|from Jackson and Kang|
While this is good news for California, the findings do not solve California’s water problems. First, much of the water is 1,000 - 3,000 feet or deeper below grade, so pumping it will be more expensive. Without proper management, tapping these deeper aquifers might also exacerbate the subsidence, the sinking of the land, that is has been happening throughout the Central Valley. Groundwater pumping from shallow aquifers has already caused some regions to drop by more than 75 feet. Secondly, groundwater salinity increases with depth and some of the deep aquifer water is as expected, higher in salt concentration than shallower groundwater, so desalination or other treatment will be necessary before it can be used for either drinking or irrigation for agriculture in the state.

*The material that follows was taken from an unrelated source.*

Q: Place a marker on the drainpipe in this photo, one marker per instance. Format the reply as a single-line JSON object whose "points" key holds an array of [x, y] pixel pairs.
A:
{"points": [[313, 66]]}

The scientists used data from oil and gas production provided by the California Department of Conservation, Division of Oil, Gas, and Geothermal Resources (DOGGR) that contained information on formation water salinity and total dissolved solids, TDS, from oil and gas pools and records of wells drilled to depths of a several thousand meters. A concern that the Stanford scientists point out is that oil and gas drilling activities are occurring directly into as much as 30 % of the sites where the deep groundwater resources are located. In Kern County near Bakersfield where much of California’s oil and gas industry is centered, one of every six oil and gas wells was drilled directly into freshwater aquifers. For potentially useable water, water that the U.S. Environmental Protection Agency deems drinkable if treated, the number was one in three.
As Dr. Jackson points out in the linked video, the oil and gas industry is the only industry that is allowed to inject chemicals directly into potential drinking water sources. The more we learn about the fate of these chemicals, the greater the concern. With California in its fifth year of drought and the growing need for water in California, we need to reconsider these practices. We need to better characterize and protect deep groundwater aquifers not only in California but in other parched regions where these water resources will be needed before too long.